Beyond its fantastic flavor, this pasta has several health benefits. Moringa leaves boost your immune system, improve digestion, and offer anti-inflammatory properties. Fresh vegetables like zucchini and bell peppers add fiber, vitamins, and antioxidants, all contributing to a well-balanced diet.

This Moringa Leaf and Vegetable Pasta pairs wonderfully with a simple green salad dressed with lemon vinaigrette, or even a charcuterie board featuring some robust, savory cured meats like bison or elk – perfect for those who enjoy exploring game meats.
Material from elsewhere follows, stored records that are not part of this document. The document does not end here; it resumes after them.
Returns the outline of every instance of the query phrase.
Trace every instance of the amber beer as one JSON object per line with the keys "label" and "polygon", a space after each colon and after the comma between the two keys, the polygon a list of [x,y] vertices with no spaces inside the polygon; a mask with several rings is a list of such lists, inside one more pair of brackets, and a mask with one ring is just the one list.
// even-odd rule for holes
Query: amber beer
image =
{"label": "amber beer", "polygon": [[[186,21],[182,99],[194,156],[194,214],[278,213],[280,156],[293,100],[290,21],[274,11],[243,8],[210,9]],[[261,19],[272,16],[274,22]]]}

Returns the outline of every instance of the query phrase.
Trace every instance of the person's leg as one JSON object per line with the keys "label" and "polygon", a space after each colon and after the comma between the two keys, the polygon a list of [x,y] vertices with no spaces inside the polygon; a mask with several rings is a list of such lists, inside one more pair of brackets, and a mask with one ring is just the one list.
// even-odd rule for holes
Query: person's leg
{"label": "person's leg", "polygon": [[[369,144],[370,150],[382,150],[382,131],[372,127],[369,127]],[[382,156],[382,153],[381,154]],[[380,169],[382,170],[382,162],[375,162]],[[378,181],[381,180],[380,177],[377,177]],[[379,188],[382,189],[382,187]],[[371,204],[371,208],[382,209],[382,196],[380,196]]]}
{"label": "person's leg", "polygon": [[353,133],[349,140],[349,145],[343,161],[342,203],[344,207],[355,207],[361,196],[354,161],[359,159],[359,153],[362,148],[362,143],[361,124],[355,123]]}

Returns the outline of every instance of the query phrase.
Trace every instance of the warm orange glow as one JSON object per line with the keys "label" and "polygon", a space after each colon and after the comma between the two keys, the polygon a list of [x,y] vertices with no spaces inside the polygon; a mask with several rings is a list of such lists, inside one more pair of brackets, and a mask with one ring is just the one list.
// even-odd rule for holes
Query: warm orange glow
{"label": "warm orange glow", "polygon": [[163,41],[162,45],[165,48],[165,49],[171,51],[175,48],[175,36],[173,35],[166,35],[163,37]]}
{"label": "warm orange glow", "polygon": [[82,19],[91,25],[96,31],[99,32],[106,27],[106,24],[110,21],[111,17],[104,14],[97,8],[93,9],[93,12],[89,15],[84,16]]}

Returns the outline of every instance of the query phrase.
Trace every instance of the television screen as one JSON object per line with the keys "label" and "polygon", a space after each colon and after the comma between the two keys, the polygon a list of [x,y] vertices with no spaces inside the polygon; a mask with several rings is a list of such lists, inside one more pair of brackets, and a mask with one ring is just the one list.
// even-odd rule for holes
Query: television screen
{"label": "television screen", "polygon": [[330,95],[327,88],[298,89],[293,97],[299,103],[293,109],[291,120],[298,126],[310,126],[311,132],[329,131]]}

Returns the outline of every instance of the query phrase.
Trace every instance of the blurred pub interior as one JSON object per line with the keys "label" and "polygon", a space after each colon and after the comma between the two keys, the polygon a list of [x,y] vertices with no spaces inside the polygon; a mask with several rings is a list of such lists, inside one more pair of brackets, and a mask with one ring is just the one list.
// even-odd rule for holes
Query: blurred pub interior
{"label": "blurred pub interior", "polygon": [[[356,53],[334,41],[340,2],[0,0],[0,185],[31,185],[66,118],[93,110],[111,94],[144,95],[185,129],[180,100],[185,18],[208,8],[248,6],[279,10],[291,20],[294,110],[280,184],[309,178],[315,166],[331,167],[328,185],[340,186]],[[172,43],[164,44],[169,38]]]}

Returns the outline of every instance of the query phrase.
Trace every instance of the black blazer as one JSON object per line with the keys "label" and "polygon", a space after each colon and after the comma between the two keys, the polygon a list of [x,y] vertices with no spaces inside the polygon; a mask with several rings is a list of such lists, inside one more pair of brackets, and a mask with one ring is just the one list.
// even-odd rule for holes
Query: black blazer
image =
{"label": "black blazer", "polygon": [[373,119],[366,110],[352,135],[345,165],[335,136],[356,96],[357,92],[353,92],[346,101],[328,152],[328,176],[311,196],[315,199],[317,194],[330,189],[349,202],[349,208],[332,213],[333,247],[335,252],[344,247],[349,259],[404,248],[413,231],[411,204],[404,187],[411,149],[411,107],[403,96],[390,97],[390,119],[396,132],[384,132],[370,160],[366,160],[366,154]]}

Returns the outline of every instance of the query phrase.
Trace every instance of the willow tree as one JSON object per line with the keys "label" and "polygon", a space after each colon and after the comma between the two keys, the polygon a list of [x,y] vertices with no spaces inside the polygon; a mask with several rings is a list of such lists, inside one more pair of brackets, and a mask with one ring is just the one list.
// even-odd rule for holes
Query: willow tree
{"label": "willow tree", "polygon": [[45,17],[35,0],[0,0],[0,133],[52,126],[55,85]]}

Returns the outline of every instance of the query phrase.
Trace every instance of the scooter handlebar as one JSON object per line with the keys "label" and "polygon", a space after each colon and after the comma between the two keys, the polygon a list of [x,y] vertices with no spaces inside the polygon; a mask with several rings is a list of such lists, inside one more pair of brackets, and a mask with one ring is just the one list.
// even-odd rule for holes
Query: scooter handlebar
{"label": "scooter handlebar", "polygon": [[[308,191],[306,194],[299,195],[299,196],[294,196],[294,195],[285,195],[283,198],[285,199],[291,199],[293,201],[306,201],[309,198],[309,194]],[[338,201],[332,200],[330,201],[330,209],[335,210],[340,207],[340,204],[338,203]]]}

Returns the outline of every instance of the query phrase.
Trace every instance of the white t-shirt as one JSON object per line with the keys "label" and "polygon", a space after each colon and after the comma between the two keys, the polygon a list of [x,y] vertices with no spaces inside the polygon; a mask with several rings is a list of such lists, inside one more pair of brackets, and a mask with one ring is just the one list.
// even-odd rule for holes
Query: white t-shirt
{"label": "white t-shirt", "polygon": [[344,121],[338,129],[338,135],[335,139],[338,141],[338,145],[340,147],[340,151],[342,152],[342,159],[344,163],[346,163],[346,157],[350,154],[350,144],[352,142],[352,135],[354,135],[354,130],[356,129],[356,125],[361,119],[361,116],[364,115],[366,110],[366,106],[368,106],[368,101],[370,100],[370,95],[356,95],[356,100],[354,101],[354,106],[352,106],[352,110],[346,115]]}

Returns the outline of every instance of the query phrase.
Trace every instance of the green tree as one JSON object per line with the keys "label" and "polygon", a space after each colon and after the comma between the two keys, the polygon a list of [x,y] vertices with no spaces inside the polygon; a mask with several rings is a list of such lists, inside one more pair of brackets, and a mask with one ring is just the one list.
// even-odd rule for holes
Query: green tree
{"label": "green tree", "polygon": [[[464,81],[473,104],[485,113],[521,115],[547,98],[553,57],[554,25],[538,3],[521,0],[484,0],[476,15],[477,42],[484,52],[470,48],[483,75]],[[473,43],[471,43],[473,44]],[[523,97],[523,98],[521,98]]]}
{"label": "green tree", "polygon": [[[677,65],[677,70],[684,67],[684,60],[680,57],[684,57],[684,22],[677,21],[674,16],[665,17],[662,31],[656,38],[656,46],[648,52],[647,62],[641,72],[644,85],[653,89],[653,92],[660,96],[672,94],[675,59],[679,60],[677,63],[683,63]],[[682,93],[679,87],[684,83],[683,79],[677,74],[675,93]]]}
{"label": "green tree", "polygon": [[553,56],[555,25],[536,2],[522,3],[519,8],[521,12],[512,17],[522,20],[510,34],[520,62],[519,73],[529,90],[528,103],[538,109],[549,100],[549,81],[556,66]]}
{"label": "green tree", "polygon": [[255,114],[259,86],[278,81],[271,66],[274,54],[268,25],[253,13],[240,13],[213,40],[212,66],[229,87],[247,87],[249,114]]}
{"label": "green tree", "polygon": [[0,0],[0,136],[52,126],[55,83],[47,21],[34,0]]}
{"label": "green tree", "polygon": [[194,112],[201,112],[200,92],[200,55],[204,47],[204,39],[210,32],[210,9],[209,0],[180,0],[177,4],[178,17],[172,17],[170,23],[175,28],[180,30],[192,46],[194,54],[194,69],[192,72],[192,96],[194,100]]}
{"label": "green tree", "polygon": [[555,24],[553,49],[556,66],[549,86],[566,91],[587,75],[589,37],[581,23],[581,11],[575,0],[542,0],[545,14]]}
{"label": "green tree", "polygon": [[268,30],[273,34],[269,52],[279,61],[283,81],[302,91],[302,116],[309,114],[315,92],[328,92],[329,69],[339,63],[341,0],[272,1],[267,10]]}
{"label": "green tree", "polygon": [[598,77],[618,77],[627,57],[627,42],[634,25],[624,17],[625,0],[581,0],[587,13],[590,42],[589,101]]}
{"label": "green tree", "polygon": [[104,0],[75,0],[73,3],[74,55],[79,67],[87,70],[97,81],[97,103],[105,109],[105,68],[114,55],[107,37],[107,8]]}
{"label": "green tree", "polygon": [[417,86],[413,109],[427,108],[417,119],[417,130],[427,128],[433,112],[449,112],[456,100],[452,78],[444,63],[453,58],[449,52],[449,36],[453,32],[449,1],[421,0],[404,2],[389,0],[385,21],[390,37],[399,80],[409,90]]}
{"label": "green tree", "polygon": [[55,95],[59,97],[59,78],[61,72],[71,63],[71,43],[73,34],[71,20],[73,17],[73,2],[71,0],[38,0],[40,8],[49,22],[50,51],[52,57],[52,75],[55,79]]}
For those curious about other dishes reminiscent of this one, you might enjoy trying a ratatouille or a summer pasta primavera. Both offer a similar celebration of fresh vegetables and simple ingredients, but with their own unique twists.
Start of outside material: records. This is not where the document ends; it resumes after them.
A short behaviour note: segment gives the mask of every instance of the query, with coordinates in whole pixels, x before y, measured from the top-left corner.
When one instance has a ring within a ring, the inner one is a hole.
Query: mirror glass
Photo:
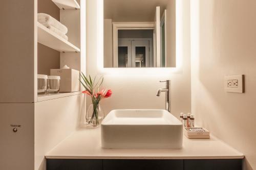
[[[175,67],[175,0],[104,0],[104,67]]]

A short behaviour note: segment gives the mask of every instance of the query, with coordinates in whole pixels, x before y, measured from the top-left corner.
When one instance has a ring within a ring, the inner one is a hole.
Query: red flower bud
[[[112,95],[112,91],[111,91],[111,90],[110,89],[110,90],[108,90],[106,93],[104,95],[104,98],[109,98],[109,97],[111,96],[111,95]]]

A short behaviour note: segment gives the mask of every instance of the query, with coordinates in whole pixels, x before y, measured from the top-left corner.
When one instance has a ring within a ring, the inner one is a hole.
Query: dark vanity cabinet
[[[242,159],[48,159],[47,170],[242,170]]]

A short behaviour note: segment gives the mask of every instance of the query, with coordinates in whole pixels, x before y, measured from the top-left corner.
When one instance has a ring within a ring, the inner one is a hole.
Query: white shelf
[[[59,9],[80,9],[76,0],[52,0]]]
[[[79,52],[80,49],[37,22],[37,42],[60,52]]]
[[[56,99],[58,98],[67,97],[69,96],[81,94],[80,91],[71,92],[60,92],[56,94],[48,94],[46,95],[37,95],[37,102],[48,101],[50,100]]]

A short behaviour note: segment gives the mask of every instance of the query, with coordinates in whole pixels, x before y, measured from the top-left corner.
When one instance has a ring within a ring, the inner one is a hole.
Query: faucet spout
[[[165,88],[159,88],[157,90],[157,96],[160,96],[162,92],[165,92],[165,109],[170,113],[170,80],[160,81],[160,82],[166,82]]]
[[[161,93],[162,92],[168,92],[169,91],[169,89],[167,88],[159,88],[157,90],[157,96],[160,96],[161,95]]]

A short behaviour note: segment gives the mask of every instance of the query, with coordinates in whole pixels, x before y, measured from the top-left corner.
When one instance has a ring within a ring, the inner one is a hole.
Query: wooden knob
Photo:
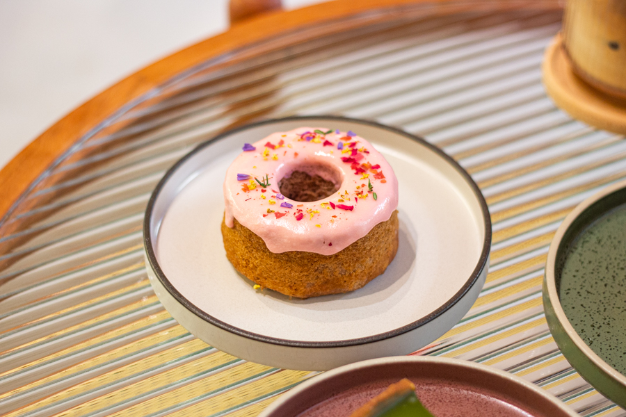
[[[259,13],[282,8],[280,0],[230,0],[230,24],[232,26]]]
[[[626,98],[626,0],[568,0],[563,35],[576,74]]]

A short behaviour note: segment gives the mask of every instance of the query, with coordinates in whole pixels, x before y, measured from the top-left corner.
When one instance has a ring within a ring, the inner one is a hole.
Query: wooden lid
[[[556,106],[585,123],[626,134],[626,100],[611,97],[577,76],[560,34],[545,51],[543,70],[543,84]]]

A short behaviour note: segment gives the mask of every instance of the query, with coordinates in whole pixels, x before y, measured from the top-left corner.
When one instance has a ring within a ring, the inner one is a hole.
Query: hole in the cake
[[[337,193],[341,174],[334,167],[298,167],[278,181],[280,193],[296,202],[316,202]]]

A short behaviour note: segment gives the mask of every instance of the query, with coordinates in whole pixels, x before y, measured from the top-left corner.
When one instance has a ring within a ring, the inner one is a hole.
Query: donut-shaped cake
[[[226,256],[253,281],[307,298],[380,275],[398,249],[398,181],[352,131],[302,127],[252,144],[224,181]]]

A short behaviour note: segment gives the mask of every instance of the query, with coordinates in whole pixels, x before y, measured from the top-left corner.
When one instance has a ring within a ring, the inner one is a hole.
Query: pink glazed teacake
[[[316,202],[289,199],[278,182],[294,171],[340,183],[339,190]],[[383,155],[352,131],[301,127],[246,144],[226,172],[224,197],[226,225],[237,219],[271,252],[332,255],[389,220],[398,181]]]

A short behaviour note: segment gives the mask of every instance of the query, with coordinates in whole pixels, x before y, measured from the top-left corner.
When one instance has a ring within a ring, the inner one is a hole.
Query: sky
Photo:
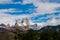
[[[0,0],[0,23],[28,18],[41,25],[60,24],[60,0]]]

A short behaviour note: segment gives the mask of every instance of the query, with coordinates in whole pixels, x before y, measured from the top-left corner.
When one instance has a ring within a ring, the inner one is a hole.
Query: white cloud
[[[23,19],[25,17],[30,17],[30,15],[10,15],[6,14],[6,12],[14,12],[16,9],[0,9],[0,23],[13,25],[16,19]]]
[[[21,4],[21,2],[12,2],[12,0],[0,0],[0,4],[2,3],[13,3],[13,4]],[[15,15],[10,15],[10,14],[5,14],[5,12],[16,12],[14,10],[16,9],[0,9],[0,23],[10,23],[10,24],[14,24],[15,22],[15,19],[22,19],[24,17],[32,17],[32,16],[37,16],[37,15],[43,15],[43,14],[46,14],[46,13],[54,13],[54,12],[57,12],[55,10],[55,8],[57,7],[60,7],[60,4],[59,3],[49,3],[49,2],[41,2],[39,0],[23,0],[23,5],[24,4],[29,4],[29,3],[33,3],[34,6],[36,6],[36,13],[33,13],[31,15],[18,15],[18,16],[15,16]],[[17,12],[20,12],[20,11],[17,11]],[[51,16],[50,16],[51,17]],[[59,16],[60,17],[60,16]],[[49,23],[50,22],[50,23]],[[54,23],[55,21],[53,21]],[[44,26],[44,24],[46,25],[49,25],[49,24],[52,24],[51,21],[47,21],[47,23],[40,23]],[[60,21],[56,21],[56,24],[60,24]]]

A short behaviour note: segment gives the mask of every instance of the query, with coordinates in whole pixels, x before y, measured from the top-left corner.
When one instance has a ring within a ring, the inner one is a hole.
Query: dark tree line
[[[60,31],[47,29],[46,31],[28,30],[27,32],[15,31],[14,40],[60,40]]]

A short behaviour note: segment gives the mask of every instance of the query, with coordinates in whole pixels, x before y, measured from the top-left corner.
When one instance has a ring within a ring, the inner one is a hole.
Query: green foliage
[[[15,40],[60,40],[60,32],[51,29],[45,32],[28,30],[27,32],[17,32],[15,38]]]

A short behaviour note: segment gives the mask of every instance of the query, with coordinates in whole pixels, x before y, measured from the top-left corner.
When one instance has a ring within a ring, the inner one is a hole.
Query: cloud
[[[0,4],[11,3],[12,0],[0,0]]]
[[[45,2],[42,2],[40,0],[23,0],[23,3],[21,2],[13,2],[12,0],[0,0],[0,4],[22,4],[22,5],[25,5],[25,4],[33,4],[36,8],[35,8],[35,12],[33,12],[32,14],[28,14],[28,15],[10,15],[10,14],[6,14],[6,12],[21,12],[21,11],[15,11],[16,9],[0,9],[0,23],[5,23],[5,24],[14,24],[15,23],[15,20],[16,19],[22,19],[22,18],[29,18],[31,19],[32,17],[36,17],[38,15],[45,15],[45,14],[51,14],[51,15],[48,15],[47,17],[44,17],[45,19],[48,19],[48,18],[51,18],[51,20],[47,20],[47,22],[42,22],[42,23],[39,23],[43,26],[45,25],[57,25],[57,24],[60,24],[60,20],[53,20],[52,21],[52,17],[51,16],[54,16],[56,17],[55,15],[55,12],[60,12],[58,10],[56,10],[56,8],[60,7],[60,4],[59,3],[51,3],[51,2],[48,2],[45,0]],[[44,18],[41,18],[39,17],[37,20],[32,20],[32,21],[40,21],[41,19],[44,19]],[[60,18],[60,16],[58,16],[58,18]],[[41,20],[43,21],[43,20]]]

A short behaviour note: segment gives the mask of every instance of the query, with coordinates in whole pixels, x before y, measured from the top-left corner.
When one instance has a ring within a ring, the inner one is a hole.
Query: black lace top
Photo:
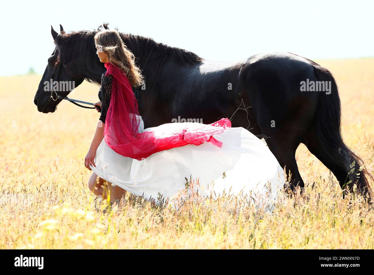
[[[101,86],[99,90],[99,99],[101,101],[101,114],[99,119],[105,123],[105,119],[107,117],[107,112],[109,107],[110,103],[110,96],[112,92],[112,83],[113,81],[113,76],[109,74],[107,76],[105,71],[101,75]]]

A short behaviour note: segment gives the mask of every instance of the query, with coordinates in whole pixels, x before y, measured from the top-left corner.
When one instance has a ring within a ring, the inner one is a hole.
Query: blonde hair
[[[127,49],[116,30],[105,30],[95,36],[95,45],[108,55],[109,62],[123,72],[131,87],[139,86],[144,80],[140,69],[135,65],[135,56]]]

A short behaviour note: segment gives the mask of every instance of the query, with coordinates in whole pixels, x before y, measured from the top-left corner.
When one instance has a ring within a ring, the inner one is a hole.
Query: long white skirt
[[[144,129],[141,116],[137,118],[141,120],[140,132],[176,126],[169,123]],[[223,143],[222,147],[209,142],[188,144],[142,161],[117,154],[103,138],[96,152],[96,167],[90,167],[101,178],[148,200],[157,199],[160,193],[172,205],[178,190],[186,189],[186,178],[191,178],[199,179],[198,192],[202,195],[218,196],[224,190],[226,196],[247,195],[247,198],[260,203],[257,205],[273,206],[284,176],[266,144],[242,127],[214,137]]]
In the end, the joy of cooking lies in its ability to bring people together and create shared experiences. The Moringa Leaf and Vegetable Pasta does just that, making it a recipe I’ll return to time and time again, whether it’s for a quiet night in with Gordon or a gathering of friends and family.

What You’ll Need

  • 12 oz pasta (spaghetti or fettuccine works best)
  • 2 cups moringa leaves, washed and stemmed
  • 2 medium zucchini, sliced
  • 1 red bell pepper, julienned
  • 1 yellow bell pepper, julienned
  • 1 cup cherry tomatoes, halved
  • 3 cloves garlic, minced
  • 1/4 cup extra virgin olive oil
  • 1/4 cup grated Parmesan cheese
  • 1 tsp red pepper flakes (optional)
  • Salt and pepper to taste
  • 1/2 cup fresh basil leaves, chopped
  • 1 lemon, juiced
ALLERGENS: Pasta (gluten), Parmesan cheese (dairy)

Method

Step One

Fill a large pot with water and bring it to a boil. Add a pinch of salt to the boiling water. Add the pasta and cook according to the package instructions until al dente. Once done, drain the pasta and set it aside.

Step Two

In a large skillet, heat the extra virgin olive oil over medium heat. Add the minced garlic and sauté for about a minute or until fragrant.

Step Three

Add the sliced zucchini, red bell pepper, and yellow bell pepper to the skillet. Sauté for about 5-7 minutes, or until the vegetables are tender but still crisp.

Step Four

Add the cherry tomatoes to the skillet and cook for another 2-3 minutes, until they begin to soften and release their juices.

Step Five

Add the moringa leaves to the skillet and stir to combine, allowing the leaves to wilt slightly. Season the mixture with salt, pepper, and the red pepper flakes if using.

Step Six

Add the cooked pasta to the skillet, tossing everything together to ensure the pasta is well coated with the vegetable mixture.

Step Seven

Remove the skillet from the heat and stir in the grated Parmesan cheese, chopped basil leaves, and freshly squeezed lemon juice.

Step Eight

Serve the Moringa Leaf and Vegetable Pasta immediately, garnished with additional Parmesan cheese and basil if desired. Enjoy!